Gelb additionally marvels at his friend's subsequent virtuosity captured on
tape now slated for the second and third installments of the Glitterhouse
trilogy of new Rainer albums.

Live At The Performance Center will most likely appear in late December or
early January and is a document of Rainer's June 6, 1997, Tucson concert, his
last show prior to his final relapse.

Gelb: "When I heard the tape of this live performance I was again amazed at
two things, how well it was recorded -- the best live recording I have EVER
heard from anyone anywhere anytime -- and how great he played and sang. If
you listen with a critical ear, which is hard to do given the emotional
status, he keeps getting it better and better as the set goes on. It's
unbelievable - after the fifth song he gets to a plane I have never heard
anyone ever get to. And I know his tricks with his digital capture pedals! I
still cannot believe what the hell he is doing with them as he plays off his
own captured rhythms, which I have since learned from using those same pedals
is a random thing and an art in itself to capture a rhythm just right on
those things. Every time I hear that recording I hear new things I can't
believe he is pulling off. Man, what a treasure that tape is."
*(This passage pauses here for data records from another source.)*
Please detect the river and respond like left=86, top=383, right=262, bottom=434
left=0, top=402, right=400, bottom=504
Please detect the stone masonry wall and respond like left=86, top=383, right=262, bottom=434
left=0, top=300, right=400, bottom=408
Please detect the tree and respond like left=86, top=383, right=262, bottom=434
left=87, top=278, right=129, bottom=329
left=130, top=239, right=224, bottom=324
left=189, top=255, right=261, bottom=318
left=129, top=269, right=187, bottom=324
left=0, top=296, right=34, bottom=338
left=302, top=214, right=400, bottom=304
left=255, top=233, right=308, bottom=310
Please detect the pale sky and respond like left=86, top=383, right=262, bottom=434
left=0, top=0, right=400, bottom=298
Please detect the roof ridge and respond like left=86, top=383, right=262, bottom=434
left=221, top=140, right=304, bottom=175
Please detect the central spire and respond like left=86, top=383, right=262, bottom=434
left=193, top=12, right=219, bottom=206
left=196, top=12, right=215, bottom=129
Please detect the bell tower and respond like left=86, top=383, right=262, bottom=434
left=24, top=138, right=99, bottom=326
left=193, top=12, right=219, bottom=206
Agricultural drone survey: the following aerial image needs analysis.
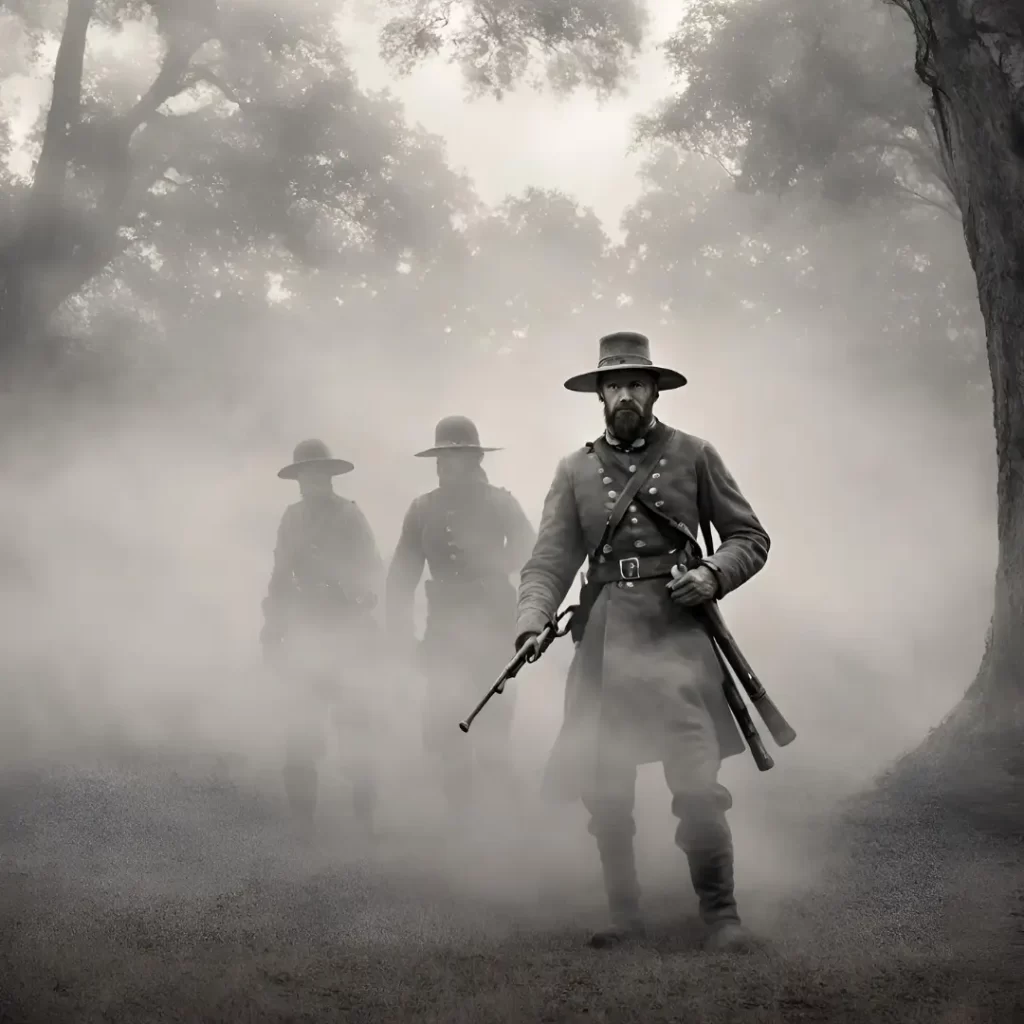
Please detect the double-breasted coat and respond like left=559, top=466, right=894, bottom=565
left=517, top=423, right=770, bottom=799
left=386, top=469, right=536, bottom=751
left=261, top=494, right=384, bottom=749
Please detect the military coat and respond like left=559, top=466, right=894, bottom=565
left=385, top=470, right=536, bottom=749
left=517, top=423, right=770, bottom=798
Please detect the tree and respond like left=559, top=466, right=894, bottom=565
left=0, top=0, right=643, bottom=368
left=880, top=0, right=1024, bottom=758
left=639, top=0, right=951, bottom=211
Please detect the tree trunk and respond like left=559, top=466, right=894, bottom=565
left=894, top=0, right=1024, bottom=751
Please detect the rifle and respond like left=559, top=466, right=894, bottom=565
left=459, top=604, right=578, bottom=732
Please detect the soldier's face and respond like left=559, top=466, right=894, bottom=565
left=597, top=370, right=657, bottom=441
left=297, top=469, right=333, bottom=498
left=437, top=452, right=483, bottom=483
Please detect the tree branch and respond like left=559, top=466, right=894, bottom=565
left=32, top=0, right=95, bottom=205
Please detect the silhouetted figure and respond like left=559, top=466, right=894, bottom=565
left=386, top=416, right=535, bottom=815
left=260, top=439, right=383, bottom=837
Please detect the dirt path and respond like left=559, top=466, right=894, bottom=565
left=0, top=773, right=1024, bottom=1024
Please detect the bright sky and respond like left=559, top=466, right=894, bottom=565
left=0, top=0, right=685, bottom=234
left=347, top=6, right=685, bottom=232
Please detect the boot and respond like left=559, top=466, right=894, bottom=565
left=283, top=764, right=317, bottom=842
left=590, top=836, right=646, bottom=949
left=687, top=848, right=753, bottom=952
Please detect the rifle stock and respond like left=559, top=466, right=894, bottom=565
left=459, top=605, right=577, bottom=732
left=700, top=601, right=797, bottom=746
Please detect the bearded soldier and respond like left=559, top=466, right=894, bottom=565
left=516, top=333, right=769, bottom=949
left=260, top=438, right=384, bottom=838
left=386, top=416, right=536, bottom=814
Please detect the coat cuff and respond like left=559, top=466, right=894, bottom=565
left=515, top=608, right=551, bottom=637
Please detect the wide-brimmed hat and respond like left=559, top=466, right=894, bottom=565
left=416, top=416, right=502, bottom=459
left=278, top=437, right=355, bottom=480
left=565, top=331, right=686, bottom=393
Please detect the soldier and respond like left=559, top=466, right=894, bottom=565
left=386, top=416, right=535, bottom=814
left=516, top=332, right=769, bottom=950
left=260, top=438, right=384, bottom=839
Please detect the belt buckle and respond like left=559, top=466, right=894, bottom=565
left=618, top=555, right=640, bottom=580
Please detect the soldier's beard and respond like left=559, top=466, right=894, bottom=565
left=604, top=401, right=650, bottom=443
The third in the archival trilogy is to be titled The Farm, tentatively
slated for release sometime in the spring of 2001. This will be culled from
the last studio recordings Rainer got down on tape prior to his death.

Gelb: "The last piece on the [Giant Sand] Chore Of Enchantment record is from
that session. [The song is titled "Shrine."] There are still a bunch of
outtakes to sort through. That whole session came about after his final
seizure. I raced home from a Euro tour to find him talking in numbers, and
again he slowly began to relearn his guitar again...but this time the end was
imminent. We all knew it. We had to tell him as well.

"During that time we would jam in the back room where he was laid up at
Patti's mom's house. I mentioned to him again, since he was coming up with
all kinds of new ideas on the guitar, would he like to record again...to
focus on that for the healing it can do and the relief of the art he gave
himself to his whole life. A day or so later he was up for it, and three
sessions later we had a slew of material. It was a great struggle for him at
times to even read and make sense of the notes he'd made. But the spine
tingle is the delivery from a man who is perched on the precipice and able to
look over into the void and deliver still in this world what he sees on both
sides."

In Howe's case, then, the sweetness of memory is manifested in his very
public efforts to get Rainer's musical archives in order and, ultimately, get
them into the hands of fans, although I'm sure that for both Howe and Patti,
the private sorrow of loss will always accompany them. It's simply a
testimony to the power of Rainer's charismatic personality and the vibrancy
of his music that these people are inspired above and beyond sorrow's private
manifestations.

For many of us, life without a stack of Rainer albums next to the stereo
would simply be unimaginable. To this day, when I'm driving around and I hear
a Rainer song come over the radio on Tucson's KXCI-FM, I laugh out loud and
sometimes even pump my fist like I'm a kid again at some arena concert. It's
that powerful a sense memory.

And honestly, in addition to the music, what would life be without a stash of
those wonderful memories of his time here with us on earth?